Phipps-Parnay interviewed all her grandparents and wrote a story from her Grandma Arlene, called “The Mucky Ride.” In the essay, she writes of her grandmother’s hitchhiking in Scotland in the 1950s with two friends. They ended up on a truck covered with cow manure, while one of the girls got to ride inside, which was quite unpleasant, though the story elicits many laughs when told.

Phipps-Parnay continues at West Side School and is now in fifth grade. She would pick being in school over being in at home learning because she misses her friends. She looks forward to the contest next spring.

Andrew Chau Cook, 9, who took first place among third graders, detailed the migration by his mother, Helen Huong Chau-Cook, uncles and grandfather from Vietnam to the United States when his mother was just 7 years old. The journey involved a perilous trip through a storm on a rickety fishing boat, followed by an eventual flight to America.

Andrew is a fourth grade student at West Side School. His teacher last year was Ms. Kee. He is proud of how brave his family was during their ocean crossing.

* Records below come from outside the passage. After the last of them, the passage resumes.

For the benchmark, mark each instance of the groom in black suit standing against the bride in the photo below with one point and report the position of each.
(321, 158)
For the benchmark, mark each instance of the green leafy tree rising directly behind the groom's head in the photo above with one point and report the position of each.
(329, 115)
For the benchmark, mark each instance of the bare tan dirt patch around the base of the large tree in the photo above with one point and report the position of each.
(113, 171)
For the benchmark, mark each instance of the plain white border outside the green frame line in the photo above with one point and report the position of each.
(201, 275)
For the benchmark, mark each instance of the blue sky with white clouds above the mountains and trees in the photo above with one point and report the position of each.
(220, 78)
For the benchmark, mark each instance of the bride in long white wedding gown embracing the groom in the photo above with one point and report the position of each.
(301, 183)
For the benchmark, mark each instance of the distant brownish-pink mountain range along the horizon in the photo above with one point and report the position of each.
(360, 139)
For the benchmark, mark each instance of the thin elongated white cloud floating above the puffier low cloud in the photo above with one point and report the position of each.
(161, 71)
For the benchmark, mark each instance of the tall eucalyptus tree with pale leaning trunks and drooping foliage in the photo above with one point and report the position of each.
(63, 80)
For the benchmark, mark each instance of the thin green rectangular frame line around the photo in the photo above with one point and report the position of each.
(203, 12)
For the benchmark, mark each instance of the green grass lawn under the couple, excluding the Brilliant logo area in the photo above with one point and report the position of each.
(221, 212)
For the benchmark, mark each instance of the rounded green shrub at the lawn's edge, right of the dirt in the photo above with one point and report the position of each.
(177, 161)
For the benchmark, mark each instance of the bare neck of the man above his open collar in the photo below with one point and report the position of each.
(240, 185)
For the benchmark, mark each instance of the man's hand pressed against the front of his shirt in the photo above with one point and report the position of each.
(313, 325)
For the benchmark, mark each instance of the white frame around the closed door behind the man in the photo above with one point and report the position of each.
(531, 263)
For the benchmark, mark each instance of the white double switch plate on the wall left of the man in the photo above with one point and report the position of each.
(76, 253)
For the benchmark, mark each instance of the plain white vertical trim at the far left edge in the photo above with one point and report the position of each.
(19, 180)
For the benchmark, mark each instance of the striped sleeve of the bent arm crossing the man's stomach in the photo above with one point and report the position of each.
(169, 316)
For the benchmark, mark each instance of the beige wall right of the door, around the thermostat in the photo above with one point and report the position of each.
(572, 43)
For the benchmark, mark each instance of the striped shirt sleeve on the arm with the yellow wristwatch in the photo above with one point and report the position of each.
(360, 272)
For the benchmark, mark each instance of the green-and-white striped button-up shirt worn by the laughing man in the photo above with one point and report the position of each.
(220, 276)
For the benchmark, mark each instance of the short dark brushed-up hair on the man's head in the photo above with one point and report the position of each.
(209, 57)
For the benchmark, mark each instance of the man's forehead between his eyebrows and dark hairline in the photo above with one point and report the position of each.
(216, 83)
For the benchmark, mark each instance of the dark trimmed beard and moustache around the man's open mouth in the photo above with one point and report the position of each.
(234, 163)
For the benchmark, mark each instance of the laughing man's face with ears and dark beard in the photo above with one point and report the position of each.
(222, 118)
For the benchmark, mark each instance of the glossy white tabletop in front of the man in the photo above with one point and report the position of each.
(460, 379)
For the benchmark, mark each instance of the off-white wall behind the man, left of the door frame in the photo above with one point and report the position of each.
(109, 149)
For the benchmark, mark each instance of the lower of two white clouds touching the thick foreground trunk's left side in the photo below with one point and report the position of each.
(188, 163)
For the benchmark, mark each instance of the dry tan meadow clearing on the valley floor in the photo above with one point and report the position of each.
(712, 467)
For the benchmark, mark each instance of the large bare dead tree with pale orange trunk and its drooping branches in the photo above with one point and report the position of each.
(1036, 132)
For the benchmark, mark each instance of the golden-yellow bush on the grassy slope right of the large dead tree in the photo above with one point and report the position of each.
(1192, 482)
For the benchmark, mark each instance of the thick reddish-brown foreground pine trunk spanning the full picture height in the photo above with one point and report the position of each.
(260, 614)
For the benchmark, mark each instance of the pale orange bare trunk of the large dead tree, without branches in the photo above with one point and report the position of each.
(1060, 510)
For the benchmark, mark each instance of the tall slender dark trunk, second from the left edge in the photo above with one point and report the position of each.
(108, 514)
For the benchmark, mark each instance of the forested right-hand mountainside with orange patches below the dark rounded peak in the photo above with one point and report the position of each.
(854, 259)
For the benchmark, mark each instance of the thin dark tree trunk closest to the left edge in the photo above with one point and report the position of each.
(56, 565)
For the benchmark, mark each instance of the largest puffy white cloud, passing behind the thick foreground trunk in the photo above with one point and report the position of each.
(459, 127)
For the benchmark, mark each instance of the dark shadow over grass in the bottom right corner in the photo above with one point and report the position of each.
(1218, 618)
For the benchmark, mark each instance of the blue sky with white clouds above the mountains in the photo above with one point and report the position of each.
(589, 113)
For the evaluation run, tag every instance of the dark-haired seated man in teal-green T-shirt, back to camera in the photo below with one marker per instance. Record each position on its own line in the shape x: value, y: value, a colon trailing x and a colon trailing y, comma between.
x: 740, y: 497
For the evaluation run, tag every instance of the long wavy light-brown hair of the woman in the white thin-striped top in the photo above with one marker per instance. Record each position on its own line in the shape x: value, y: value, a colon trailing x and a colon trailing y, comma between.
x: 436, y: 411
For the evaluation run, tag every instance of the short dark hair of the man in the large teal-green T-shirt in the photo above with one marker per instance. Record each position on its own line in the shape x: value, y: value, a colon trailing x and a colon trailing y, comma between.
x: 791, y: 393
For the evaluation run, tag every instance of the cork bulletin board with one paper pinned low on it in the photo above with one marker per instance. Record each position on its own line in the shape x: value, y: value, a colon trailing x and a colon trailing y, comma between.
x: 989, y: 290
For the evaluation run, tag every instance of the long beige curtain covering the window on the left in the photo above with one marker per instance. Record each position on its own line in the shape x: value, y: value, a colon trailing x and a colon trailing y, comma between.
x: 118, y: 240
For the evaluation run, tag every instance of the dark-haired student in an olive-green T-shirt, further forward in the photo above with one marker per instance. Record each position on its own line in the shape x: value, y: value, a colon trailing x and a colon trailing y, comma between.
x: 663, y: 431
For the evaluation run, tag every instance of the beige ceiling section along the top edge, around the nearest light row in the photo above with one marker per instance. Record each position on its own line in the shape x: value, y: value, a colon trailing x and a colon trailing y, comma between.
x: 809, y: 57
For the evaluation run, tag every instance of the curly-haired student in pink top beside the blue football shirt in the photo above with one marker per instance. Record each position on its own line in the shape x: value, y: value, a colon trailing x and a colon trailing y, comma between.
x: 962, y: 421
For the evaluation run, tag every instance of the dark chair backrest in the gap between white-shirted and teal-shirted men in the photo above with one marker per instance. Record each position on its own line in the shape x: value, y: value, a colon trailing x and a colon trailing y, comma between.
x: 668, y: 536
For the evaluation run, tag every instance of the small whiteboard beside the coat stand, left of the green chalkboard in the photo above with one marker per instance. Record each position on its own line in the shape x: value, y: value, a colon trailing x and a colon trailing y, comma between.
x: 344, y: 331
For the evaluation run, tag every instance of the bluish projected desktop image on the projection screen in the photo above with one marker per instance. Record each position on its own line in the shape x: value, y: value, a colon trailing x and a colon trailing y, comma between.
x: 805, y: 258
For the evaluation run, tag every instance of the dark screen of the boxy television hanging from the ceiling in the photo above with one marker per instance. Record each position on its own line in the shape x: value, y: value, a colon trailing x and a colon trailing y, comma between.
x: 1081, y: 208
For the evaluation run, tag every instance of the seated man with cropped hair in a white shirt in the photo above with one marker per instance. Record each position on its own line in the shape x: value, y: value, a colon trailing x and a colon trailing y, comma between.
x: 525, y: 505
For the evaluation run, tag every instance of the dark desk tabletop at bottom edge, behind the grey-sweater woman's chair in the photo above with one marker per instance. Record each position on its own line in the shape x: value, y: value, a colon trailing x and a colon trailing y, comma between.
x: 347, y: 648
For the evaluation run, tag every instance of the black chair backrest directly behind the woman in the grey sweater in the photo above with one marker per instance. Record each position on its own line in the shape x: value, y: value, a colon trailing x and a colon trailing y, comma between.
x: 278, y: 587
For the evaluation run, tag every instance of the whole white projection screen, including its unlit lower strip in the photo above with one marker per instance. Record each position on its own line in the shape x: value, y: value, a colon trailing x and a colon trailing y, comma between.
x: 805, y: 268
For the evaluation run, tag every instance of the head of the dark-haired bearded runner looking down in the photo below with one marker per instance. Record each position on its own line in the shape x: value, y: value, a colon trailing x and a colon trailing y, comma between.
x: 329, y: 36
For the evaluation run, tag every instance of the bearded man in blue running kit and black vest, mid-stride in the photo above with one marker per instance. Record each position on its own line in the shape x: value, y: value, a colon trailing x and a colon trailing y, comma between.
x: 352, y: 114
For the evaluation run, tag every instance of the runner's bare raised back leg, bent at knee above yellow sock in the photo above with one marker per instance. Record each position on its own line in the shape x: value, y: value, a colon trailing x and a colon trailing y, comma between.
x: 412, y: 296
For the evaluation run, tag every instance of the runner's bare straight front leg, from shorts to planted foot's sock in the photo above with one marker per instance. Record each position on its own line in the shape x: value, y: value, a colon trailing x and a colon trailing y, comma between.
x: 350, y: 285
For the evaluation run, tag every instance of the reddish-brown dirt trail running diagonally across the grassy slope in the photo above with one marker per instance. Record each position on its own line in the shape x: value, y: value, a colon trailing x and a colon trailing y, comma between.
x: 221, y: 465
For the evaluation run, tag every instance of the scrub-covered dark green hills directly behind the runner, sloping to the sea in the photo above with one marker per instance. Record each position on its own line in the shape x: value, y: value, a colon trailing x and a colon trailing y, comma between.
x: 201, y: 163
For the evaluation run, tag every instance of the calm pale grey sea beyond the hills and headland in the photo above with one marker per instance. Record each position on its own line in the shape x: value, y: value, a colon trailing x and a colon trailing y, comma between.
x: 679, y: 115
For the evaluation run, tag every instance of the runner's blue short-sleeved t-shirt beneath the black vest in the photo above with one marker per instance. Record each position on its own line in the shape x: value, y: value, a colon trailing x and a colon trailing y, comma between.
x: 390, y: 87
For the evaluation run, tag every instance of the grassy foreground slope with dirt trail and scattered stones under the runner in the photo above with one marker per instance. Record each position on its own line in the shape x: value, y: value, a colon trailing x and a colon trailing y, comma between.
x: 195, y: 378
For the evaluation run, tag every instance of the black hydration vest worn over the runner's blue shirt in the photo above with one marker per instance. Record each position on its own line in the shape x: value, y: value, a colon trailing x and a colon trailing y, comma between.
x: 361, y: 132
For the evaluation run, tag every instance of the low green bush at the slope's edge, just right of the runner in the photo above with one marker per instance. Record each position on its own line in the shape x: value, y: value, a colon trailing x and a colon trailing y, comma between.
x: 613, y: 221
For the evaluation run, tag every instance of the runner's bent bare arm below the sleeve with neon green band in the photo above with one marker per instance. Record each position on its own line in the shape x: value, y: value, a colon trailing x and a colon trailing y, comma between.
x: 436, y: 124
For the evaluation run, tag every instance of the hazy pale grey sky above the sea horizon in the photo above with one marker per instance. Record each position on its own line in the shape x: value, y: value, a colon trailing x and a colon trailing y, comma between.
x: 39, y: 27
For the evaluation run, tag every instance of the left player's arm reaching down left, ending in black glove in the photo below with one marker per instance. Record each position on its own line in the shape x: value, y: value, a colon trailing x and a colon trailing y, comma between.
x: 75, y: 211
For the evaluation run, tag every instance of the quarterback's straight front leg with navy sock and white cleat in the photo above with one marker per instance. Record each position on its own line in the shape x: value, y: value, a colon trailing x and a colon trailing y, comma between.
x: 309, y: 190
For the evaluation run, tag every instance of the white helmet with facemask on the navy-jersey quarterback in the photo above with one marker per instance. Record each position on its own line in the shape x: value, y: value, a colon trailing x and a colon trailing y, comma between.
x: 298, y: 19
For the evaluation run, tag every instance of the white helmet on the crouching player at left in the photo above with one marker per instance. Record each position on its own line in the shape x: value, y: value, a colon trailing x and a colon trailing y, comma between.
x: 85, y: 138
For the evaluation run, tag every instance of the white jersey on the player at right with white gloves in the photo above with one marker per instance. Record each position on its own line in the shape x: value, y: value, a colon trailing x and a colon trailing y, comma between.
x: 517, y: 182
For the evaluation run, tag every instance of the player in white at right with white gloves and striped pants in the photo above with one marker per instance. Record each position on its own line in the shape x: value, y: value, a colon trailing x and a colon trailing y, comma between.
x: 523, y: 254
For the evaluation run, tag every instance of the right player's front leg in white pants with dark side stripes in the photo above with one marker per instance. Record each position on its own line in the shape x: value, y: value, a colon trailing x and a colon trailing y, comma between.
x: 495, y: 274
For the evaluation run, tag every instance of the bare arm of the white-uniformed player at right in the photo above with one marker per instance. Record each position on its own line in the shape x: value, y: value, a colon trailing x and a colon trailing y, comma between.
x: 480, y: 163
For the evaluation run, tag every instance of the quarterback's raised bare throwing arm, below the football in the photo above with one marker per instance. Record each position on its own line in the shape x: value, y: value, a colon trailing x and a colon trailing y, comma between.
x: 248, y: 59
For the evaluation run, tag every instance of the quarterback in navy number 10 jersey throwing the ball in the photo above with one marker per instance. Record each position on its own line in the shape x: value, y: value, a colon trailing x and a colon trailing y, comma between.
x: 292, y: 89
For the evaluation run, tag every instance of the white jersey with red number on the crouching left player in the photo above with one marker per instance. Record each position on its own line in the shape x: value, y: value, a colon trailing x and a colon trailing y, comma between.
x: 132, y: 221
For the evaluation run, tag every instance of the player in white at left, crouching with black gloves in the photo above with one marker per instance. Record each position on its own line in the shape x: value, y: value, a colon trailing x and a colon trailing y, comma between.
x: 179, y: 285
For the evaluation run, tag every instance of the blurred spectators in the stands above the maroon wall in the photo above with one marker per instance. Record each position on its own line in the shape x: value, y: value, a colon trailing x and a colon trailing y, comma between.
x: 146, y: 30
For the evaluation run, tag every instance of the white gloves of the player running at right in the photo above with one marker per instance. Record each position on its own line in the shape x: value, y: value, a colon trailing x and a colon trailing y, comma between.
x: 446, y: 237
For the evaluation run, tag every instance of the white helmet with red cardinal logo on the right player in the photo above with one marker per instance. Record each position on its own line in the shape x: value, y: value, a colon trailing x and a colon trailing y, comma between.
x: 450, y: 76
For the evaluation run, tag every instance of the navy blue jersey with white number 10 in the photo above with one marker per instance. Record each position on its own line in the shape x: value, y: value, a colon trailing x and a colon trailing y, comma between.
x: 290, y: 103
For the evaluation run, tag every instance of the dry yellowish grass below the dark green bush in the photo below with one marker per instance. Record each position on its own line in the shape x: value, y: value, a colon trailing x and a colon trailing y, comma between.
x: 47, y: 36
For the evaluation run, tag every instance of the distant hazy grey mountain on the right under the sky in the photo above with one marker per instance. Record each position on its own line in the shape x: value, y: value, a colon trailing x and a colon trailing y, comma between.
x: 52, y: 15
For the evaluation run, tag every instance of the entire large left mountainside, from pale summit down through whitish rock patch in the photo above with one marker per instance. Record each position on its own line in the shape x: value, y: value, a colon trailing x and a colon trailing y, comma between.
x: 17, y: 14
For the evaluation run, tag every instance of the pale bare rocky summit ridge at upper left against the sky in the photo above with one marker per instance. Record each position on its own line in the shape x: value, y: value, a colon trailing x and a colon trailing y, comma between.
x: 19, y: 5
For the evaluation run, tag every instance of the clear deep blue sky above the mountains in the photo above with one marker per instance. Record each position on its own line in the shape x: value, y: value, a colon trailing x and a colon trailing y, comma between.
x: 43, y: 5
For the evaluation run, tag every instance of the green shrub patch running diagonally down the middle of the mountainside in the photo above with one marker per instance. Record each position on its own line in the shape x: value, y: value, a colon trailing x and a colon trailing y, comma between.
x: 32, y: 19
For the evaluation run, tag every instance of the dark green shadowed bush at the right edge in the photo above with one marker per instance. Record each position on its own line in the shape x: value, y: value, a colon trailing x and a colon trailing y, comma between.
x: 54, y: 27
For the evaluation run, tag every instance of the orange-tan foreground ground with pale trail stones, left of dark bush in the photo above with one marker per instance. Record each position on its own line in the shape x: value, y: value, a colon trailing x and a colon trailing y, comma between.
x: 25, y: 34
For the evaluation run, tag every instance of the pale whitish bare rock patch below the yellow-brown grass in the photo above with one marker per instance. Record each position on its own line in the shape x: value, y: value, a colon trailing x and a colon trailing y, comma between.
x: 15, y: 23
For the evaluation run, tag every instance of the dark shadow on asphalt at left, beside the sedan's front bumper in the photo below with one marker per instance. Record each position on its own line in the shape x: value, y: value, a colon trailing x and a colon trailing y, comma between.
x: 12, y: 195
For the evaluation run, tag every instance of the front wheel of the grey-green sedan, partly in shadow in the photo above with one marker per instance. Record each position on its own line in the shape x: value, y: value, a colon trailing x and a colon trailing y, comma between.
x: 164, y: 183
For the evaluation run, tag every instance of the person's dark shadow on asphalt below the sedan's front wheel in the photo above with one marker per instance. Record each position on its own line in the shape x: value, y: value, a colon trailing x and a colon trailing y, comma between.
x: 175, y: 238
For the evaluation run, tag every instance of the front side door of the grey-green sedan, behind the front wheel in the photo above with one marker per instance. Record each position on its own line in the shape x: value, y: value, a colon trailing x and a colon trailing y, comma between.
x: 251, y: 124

“I’m very proud of him wanting to tell my story,” said his mother, Chau-Cook. She, too, wrote about the crossing while she was in high school, and an artist friend did a sketch of her to go with it.

Andrew’s father is Bob Cook, and his favorite subject in school is reading. He says he misses his friends at school, and while he’ll have stories to tell about the pandemic when he grows up, he confesses he really doesn’t like school via Zoom.

To read the winning essays, visit healdsburgmuseum.org/community-services.

Meanwhile, the Healdsburg Museum and Historical Society has had to cancel its regular gatherings and events for the rest of the year, including its popular exhibits. Along with having to cancel the essay awards ceremony, the museum has canceled its volunteer appreciation award and picnic, the History Lives dinner held in conjunction with the instant wine cellar raffle, and the museum members’ opening exhibits receptions.

Because of the hardships faced by the community, director Hoods and the museum board decided not to solicit donations. They did receive a paycheck protection program loan through their bank that enabled them to maintain their full staff, all of whom are working from home offices.